Diversification is a heavy issue within American neighborhoods, one that many potential voters do not want the government’s help with. Those that make similar salaries tend to flock to one neighborhood, while those that make different salaries are left out of the neighborhood loop, and this appears to be the way many Americans want it to stay.
A recent poll from Rasmussen Reports titled "Voters Say No to Government Role in Neighborhood Diversity" found that the majority of American voters’ believe that the government should not get involved in tying different income levels together in an effort to diversify neighborhood across the U.S.
The poll questioned 1,000 people who are likely to vote and determined that 83 percent of respondents say it is not the government’s job to diversify neighborhoods in America so that people of different income levels live together, but 8 percent say that it is a role for the government and 9 percent are not sure. An additional 86 percent say that government should not play a role in deciding where people can live, while a small 8 percent says that the government should.
With all of this in mind, Rasmussen said that the potential voters are displaying a bit more support for the government than they did two years ago. In 2013, 93 percent of American adults believed the federal government should not play a role in deciding where people can live and 4 percent said that it should.
Racial factors also play an equal part in this debate, with 59 percent of respondents revealing that the racial or ethnic makeup of the neighborhood was not important when choosing where to live, Rasmussen reported. On the other hand, 27 percent said it was “not at all” important, while 37 percent indicated that the makeup of the neighborhood is at least “somewhat important,” and 11 percent said that the racial or ethnic makeup is “very important.”
On Wednesday, Sarah Burd-Sharp of the Social Science Research Council (SSRC) and Rebecca Rasch of the American Civil Liberties Union (ACLU) released research that identified the growing disparities among blacks and how these issues should be addressed.
The research found that all households lost wealth from 2007 to 2009 at the height of the housing bust and recession. However, in 2009, median white household wealth ceased to decrease, while median black household wealth dropped steadily. Black households lost an additional 13 percent of their wealth between 2009 and 2011.

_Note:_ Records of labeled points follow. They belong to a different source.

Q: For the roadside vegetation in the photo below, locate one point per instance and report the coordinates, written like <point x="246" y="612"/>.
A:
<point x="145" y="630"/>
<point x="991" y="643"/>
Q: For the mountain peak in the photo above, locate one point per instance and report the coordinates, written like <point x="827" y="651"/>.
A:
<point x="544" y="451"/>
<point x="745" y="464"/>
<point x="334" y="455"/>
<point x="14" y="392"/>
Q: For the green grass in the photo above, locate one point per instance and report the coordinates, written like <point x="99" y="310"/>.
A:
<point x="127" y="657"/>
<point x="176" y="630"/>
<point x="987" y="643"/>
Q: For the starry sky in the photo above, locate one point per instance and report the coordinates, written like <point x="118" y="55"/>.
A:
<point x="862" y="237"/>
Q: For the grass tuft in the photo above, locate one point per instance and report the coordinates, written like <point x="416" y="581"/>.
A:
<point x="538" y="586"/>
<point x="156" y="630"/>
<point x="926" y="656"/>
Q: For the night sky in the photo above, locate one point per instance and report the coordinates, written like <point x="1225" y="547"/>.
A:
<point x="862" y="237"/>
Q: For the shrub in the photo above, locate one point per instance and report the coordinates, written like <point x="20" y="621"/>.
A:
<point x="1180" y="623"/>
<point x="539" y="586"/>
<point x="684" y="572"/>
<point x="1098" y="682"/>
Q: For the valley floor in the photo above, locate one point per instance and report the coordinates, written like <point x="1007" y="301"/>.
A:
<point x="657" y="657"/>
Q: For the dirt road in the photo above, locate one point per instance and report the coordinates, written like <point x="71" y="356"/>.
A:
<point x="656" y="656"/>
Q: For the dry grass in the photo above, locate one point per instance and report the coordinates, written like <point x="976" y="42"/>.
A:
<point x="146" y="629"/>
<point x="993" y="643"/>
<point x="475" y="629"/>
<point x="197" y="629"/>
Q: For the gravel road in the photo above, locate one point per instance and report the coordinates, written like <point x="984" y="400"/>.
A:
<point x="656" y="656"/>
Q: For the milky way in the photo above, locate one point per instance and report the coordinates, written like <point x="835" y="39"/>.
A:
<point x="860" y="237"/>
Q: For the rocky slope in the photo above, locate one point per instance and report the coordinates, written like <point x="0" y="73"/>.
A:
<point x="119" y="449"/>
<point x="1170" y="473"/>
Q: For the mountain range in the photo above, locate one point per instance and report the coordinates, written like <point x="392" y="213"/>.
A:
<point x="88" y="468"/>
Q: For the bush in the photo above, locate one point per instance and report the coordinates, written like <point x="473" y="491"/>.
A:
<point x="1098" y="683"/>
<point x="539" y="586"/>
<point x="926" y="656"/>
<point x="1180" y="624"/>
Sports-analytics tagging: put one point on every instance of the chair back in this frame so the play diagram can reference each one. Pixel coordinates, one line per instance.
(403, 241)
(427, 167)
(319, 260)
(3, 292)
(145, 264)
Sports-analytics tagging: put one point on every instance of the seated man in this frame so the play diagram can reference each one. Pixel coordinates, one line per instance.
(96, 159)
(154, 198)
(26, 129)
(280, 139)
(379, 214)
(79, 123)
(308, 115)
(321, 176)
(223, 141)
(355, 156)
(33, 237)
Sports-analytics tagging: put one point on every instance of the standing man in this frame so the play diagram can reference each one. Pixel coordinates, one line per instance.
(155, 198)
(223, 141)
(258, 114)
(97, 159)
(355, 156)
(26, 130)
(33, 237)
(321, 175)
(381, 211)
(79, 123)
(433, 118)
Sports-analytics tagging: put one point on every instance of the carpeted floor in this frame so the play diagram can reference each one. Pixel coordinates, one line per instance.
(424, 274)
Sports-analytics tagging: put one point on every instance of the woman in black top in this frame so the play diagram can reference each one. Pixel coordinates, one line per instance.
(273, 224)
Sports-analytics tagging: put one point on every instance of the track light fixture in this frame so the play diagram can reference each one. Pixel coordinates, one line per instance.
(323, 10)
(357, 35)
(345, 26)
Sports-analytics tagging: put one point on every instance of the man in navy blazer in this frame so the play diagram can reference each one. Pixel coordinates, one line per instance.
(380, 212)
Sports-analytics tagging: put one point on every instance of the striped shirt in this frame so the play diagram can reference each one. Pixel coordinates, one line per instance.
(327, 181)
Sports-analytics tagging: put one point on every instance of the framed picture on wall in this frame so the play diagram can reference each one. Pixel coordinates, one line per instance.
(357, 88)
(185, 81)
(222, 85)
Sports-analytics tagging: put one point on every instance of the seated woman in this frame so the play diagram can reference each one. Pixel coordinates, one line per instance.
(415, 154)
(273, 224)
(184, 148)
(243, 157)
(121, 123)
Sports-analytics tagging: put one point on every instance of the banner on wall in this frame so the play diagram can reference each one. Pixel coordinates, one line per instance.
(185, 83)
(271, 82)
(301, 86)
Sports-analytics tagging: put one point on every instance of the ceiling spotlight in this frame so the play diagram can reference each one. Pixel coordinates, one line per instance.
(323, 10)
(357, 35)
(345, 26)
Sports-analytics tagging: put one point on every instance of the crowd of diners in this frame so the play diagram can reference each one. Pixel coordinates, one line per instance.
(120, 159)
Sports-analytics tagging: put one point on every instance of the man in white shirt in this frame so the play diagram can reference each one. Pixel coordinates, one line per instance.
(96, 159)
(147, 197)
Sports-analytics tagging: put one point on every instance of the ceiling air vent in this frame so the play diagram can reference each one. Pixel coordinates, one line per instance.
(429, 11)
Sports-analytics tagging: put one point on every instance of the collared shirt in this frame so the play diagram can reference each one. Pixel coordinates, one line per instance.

"Not only were black homeowners devastated by the housing market collapse, they are now being left behind,” said Rachel Goodman, staff attorney with the ACLU's Racial Justice Program. “This study makes clear that the devastating impact of the financial crisis on black families' wealth will continue until policymakers address this pressing issue.”
On Tuesday, the Five Star Institute announced the launch of the American Mortgage Diversity Council (AMDC), a member organization comprised of industry leaders and advocates focused on shaping the diversity agenda for the mortgage industry.
The AMDC's goal is to drive results that support the application and promotion of the mortgage industry's best diversity practices, and advancing solutions that support initiatives outlined by Section 342 of the Dodd-Frank Act–which focuses on minority and inclusion rules that call for greater supply chain diversity and greater diversity in hiring and promoting in the workforce.
“This is an industry-wide commitment that will have important and sustainable benefits for our members and mortgage professionals at large,” said Ed Delgado, president and CEO of the Five Star Institute. “Mike’s expertise and industry perspectives are invaluable and necessary as the incoming chairman, we are honored that he has accepted this position.”